Predictive factors (poor prognosis):
  • Severe metabolic acidosis (pH <7.0, base deficit >16)
  • Persistently low Apgar scores (0-3 at 10, 15, 20 minutes)
  • Sarnat stage 3 HIE
  • Early onset refractory seizures
  • Severe abnormality on aEEG (burst suppression, isoelectric)
  • Severe abnormality on MRI (extensive watershed injury, basal ganglia/thalamus injury)

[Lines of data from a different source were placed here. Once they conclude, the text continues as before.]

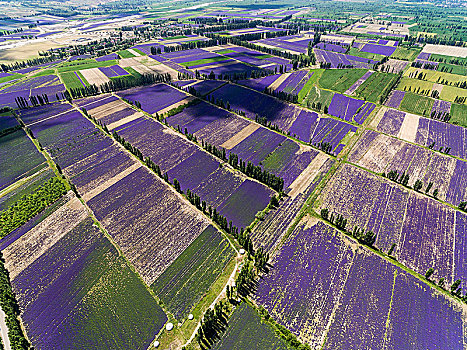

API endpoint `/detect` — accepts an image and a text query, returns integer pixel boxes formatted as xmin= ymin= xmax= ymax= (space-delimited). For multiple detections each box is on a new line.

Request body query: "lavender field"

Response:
xmin=256 ymin=221 xmax=463 ymax=349
xmin=320 ymin=165 xmax=465 ymax=283
xmin=0 ymin=6 xmax=467 ymax=350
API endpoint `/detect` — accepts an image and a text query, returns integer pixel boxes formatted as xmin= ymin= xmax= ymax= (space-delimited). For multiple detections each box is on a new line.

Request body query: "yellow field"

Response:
xmin=404 ymin=67 xmax=467 ymax=83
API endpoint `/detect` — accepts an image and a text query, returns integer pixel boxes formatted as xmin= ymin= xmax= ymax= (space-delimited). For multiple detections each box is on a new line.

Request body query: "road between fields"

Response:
xmin=182 ymin=256 xmax=240 ymax=348
xmin=0 ymin=307 xmax=11 ymax=350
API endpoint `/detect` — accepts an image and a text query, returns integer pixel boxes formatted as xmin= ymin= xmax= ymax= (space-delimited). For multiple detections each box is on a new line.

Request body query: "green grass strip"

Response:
xmin=0 ymin=177 xmax=67 ymax=238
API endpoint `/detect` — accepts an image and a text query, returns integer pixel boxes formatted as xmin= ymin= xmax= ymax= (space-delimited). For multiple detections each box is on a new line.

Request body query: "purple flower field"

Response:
xmin=328 ymin=93 xmax=365 ymax=122
xmin=276 ymin=70 xmax=308 ymax=93
xmin=98 ymin=65 xmax=129 ymax=80
xmin=345 ymin=71 xmax=373 ymax=95
xmin=237 ymin=74 xmax=281 ymax=92
xmin=315 ymin=49 xmax=377 ymax=69
xmin=417 ymin=52 xmax=431 ymax=60
xmin=321 ymin=164 xmax=465 ymax=282
xmin=315 ymin=42 xmax=347 ymax=53
xmin=118 ymin=84 xmax=186 ymax=114
xmin=377 ymin=108 xmax=467 ymax=160
xmin=210 ymin=84 xmax=354 ymax=146
xmin=385 ymin=90 xmax=405 ymax=108
xmin=256 ymin=222 xmax=463 ymax=349
xmin=12 ymin=218 xmax=167 ymax=349
xmin=360 ymin=44 xmax=396 ymax=56
xmin=431 ymin=100 xmax=451 ymax=113
xmin=96 ymin=53 xmax=119 ymax=62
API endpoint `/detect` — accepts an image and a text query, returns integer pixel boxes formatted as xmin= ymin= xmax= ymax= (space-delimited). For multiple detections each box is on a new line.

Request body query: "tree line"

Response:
xmin=0 ymin=177 xmax=67 ymax=238
xmin=0 ymin=251 xmax=31 ymax=350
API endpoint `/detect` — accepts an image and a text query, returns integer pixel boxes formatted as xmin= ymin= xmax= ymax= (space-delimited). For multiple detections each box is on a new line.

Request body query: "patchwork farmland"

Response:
xmin=0 ymin=0 xmax=467 ymax=350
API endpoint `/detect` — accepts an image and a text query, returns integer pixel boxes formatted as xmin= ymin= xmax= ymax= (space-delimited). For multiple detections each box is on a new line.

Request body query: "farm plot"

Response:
xmin=275 ymin=70 xmax=313 ymax=95
xmin=88 ymin=167 xmax=208 ymax=284
xmin=0 ymin=130 xmax=47 ymax=190
xmin=60 ymin=72 xmax=89 ymax=90
xmin=320 ymin=165 xmax=463 ymax=282
xmin=354 ymin=72 xmax=397 ymax=103
xmin=397 ymin=77 xmax=436 ymax=95
xmin=381 ymin=58 xmax=409 ymax=74
xmin=0 ymin=75 xmax=60 ymax=93
xmin=360 ymin=44 xmax=396 ymax=56
xmin=209 ymin=84 xmax=352 ymax=149
xmin=384 ymin=90 xmax=405 ymax=108
xmin=4 ymin=205 xmax=167 ymax=349
xmin=79 ymin=68 xmax=109 ymax=86
xmin=256 ymin=219 xmax=463 ymax=349
xmin=314 ymin=49 xmax=378 ymax=69
xmin=237 ymin=74 xmax=282 ymax=92
xmin=191 ymin=80 xmax=225 ymax=96
xmin=118 ymin=84 xmax=187 ymax=114
xmin=399 ymin=92 xmax=434 ymax=116
xmin=251 ymin=158 xmax=334 ymax=253
xmin=349 ymin=131 xmax=467 ymax=206
xmin=318 ymin=69 xmax=371 ymax=93
xmin=84 ymin=96 xmax=142 ymax=130
xmin=450 ymin=103 xmax=467 ymax=127
xmin=199 ymin=62 xmax=262 ymax=77
xmin=377 ymin=109 xmax=467 ymax=159
xmin=114 ymin=113 xmax=277 ymax=228
xmin=391 ymin=46 xmax=421 ymax=61
xmin=99 ymin=65 xmax=130 ymax=78
xmin=212 ymin=302 xmax=289 ymax=350
xmin=301 ymin=85 xmax=334 ymax=110
xmin=323 ymin=249 xmax=463 ymax=350
xmin=166 ymin=101 xmax=334 ymax=188
xmin=16 ymin=102 xmax=218 ymax=284
xmin=404 ymin=67 xmax=466 ymax=86
xmin=256 ymin=222 xmax=354 ymax=348
xmin=0 ymin=112 xmax=19 ymax=134
xmin=151 ymin=226 xmax=234 ymax=320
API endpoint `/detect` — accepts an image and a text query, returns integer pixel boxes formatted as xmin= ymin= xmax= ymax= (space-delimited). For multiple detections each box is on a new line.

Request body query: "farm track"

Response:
xmin=0 ymin=307 xmax=11 ymax=350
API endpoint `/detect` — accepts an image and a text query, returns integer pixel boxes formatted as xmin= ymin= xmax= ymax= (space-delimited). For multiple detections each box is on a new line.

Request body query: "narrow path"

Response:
xmin=182 ymin=255 xmax=240 ymax=348
xmin=0 ymin=308 xmax=11 ymax=350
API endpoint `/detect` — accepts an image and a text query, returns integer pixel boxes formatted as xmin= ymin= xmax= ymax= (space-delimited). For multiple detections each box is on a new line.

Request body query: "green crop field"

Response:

  • Need for prolonged resuscitation (>10 minutes)
Long-term outcomes:
Stage 1 HIE (Mild):
  • 100% survival
  • Normal neurodevelopmental outcome
Stage 2 HIE (Moderate) with therapeutic hypothermia:
  • ~5-10% mortality
  • 70-80% normal or mild disability
  • 20-30% moderate-severe disability
Stage 3 HIE (Severe) with therapeutic hypothermia:
  • 40-50% mortality in first year
  • Survivors: High risk of severe neurodevelopmental impairment
Neurodevelopmental sequelae:
  • Cerebral palsy (most common, especially spastic quadriplegia)
  • Developmental delay
  • Intellectual disability
  • Epilepsy
  • Visual impairment (cortical visual impairment)
  • Hearing loss
  • Learning difficulties
  • Behavioural problems
Follow-up:
  • Regular neurodevelopmental assessment at 3, 6, 12, 18, 24 months
  • Audiology and ophthalmology screening
  • Physical, occupational, and speech therapy as needed
  • Educational support

Prevention

Antenatal:
  • Good antenatal care and risk assessment
  • Management of maternal medical conditions
  • Fetal monitoring in high-risk pregnancies
  • Planned delivery for at-risk pregnancies
Intrapartum:
  • Electronic fetal monitoring (CTG) during labour
  • Fetal scalp blood sampling if CTG abnormalities
  • Prompt response to fetal distress
  • Appropriate use of assisted delivery or caesarean section
  • Avoid prolonged second stage of labour
  • Active management of shoulder dystocia, cord prolapse
Delivery room:
  • Skilled birth attendant at every delivery
  • Neonatal resuscitation team available for high-risk deliveries
  • Equipment prepared and functional
  • Immediate and effective resuscitation when needed
  • Delayed cord clamping (30-60 seconds) if baby stable
Postnatal:
  • Early identification of at-risk infants
  • Prompt initiation of therapeutic hypothermia
  • Multidisciplinary NICU care
Key Points: Birth asphyxia is a major cause of neonatal morbidity and mortality. HIE is graded using Sarnat staging. Therapeutic hypothermia within 6 hours is the cornerstone of treatment for moderate-severe HIE and significantly improves outcomes. Long-term neurodevelopmental follow-up is essential.